Similarly, if $f(4)=2$, we have $25$ options for choosing $f(2), f(15), f(6), f(11), f(7), f(10).$
Case $2$: $f(13)=-2$.
In this case we have $16$ options for choosing $f(8), f(9), f(5), f(12), f(3), f(14)$.
Similarly, if $f(4)=-2$, we have $16$ options for choosing $f(2), f(15), f(6), f(11), f(7), f(10).$
Case $3$: $f(13)=0$.
In this case we have $64$ options for choosing $f(8), f(9), f(5), f(12), f(3), f(14)$.

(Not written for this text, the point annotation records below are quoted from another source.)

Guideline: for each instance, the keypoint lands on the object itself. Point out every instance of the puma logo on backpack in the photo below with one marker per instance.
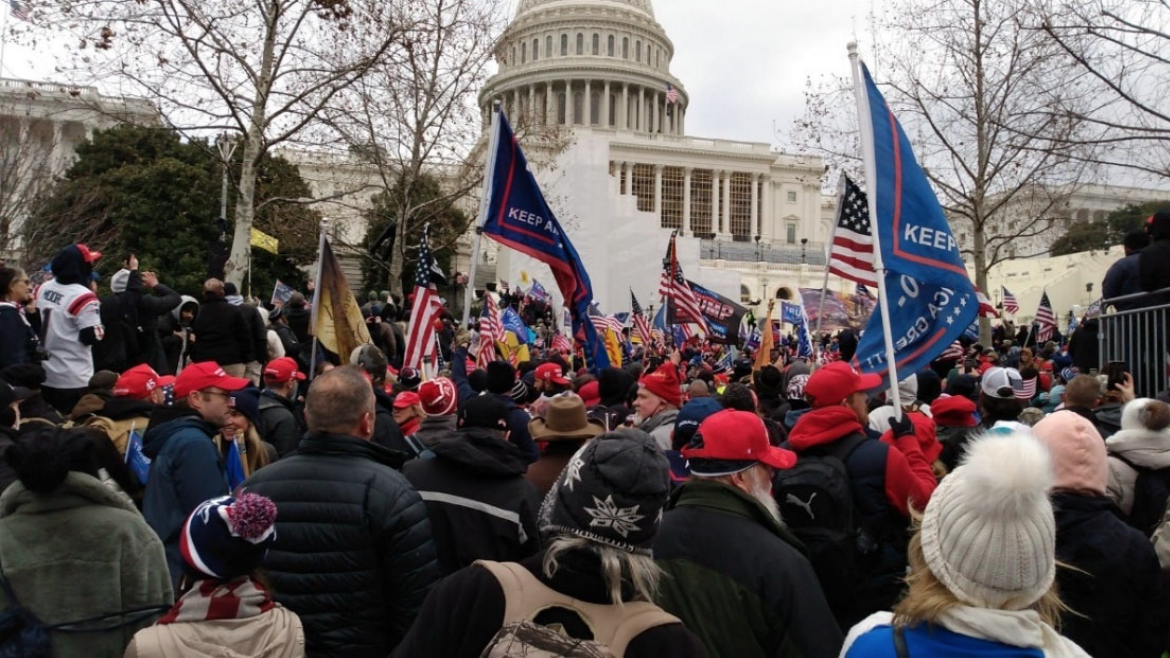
(613, 626)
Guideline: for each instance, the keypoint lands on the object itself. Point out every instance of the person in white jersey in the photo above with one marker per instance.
(71, 323)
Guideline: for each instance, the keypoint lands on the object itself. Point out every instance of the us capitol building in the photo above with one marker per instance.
(754, 220)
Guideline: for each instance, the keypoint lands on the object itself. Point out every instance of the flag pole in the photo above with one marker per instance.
(867, 157)
(316, 296)
(824, 286)
(484, 198)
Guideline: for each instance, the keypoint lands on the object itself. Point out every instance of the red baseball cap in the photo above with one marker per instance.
(439, 397)
(551, 372)
(406, 398)
(136, 383)
(835, 382)
(281, 370)
(728, 441)
(87, 253)
(199, 376)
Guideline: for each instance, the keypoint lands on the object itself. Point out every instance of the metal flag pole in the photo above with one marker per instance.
(828, 256)
(484, 197)
(316, 297)
(867, 156)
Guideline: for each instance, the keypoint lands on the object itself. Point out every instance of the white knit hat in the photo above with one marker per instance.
(989, 533)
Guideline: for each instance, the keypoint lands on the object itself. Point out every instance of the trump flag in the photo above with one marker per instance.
(518, 217)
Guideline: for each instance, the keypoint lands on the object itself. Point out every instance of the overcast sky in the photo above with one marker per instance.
(744, 62)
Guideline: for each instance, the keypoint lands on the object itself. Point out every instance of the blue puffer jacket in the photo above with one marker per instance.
(184, 472)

Similarly, if $f(4)=0$, we have $64$ options for choosing $f(2), f(15), f(6), f(11), f(7), f(10).$
While still assuming $f(1)=2$;
we have $25\times 25$ options if $f(16)=2$ and $(f(4), f(13))=(2,2);$
we have $25\times 16$ options if $f(16)=2$ and $(f(4), f(13))=(2,-2);$
we have $25\times 16$ options if $f(16)=2$ and $(f(4), f(13))=(-2,2);$
we have $16\times 16$ options if $f(16)=2$ and $(f(4), f(13))=(-2,-2);$
we have $64\times 64$ options if $f(16)=-2$.
On the other hand assuming $f(1)=16$, it is very easy to observe that $f(16)=16$ (otherwise $2+f(16) \equiv f^2(4)\equiv f^2(13)$ has no solution.) Similarly, $f(4)=f(13)=16$, and consequently $f(8)=f(9)=f(2)=f(15)=16$, and for choosing $f(5), f(12), f(3), f(4), f(6), f(11), f(7), f(10)$ we have $2^8$ options.
In total for choosing $f(1), ..., f(16)$, we have: $(25\times 25)+ 2(25 \times 16)+(16\times 16)+(64\times 64) +2^8$ options.
Finally, note that there exist $2$ options for $f(17)$ as well.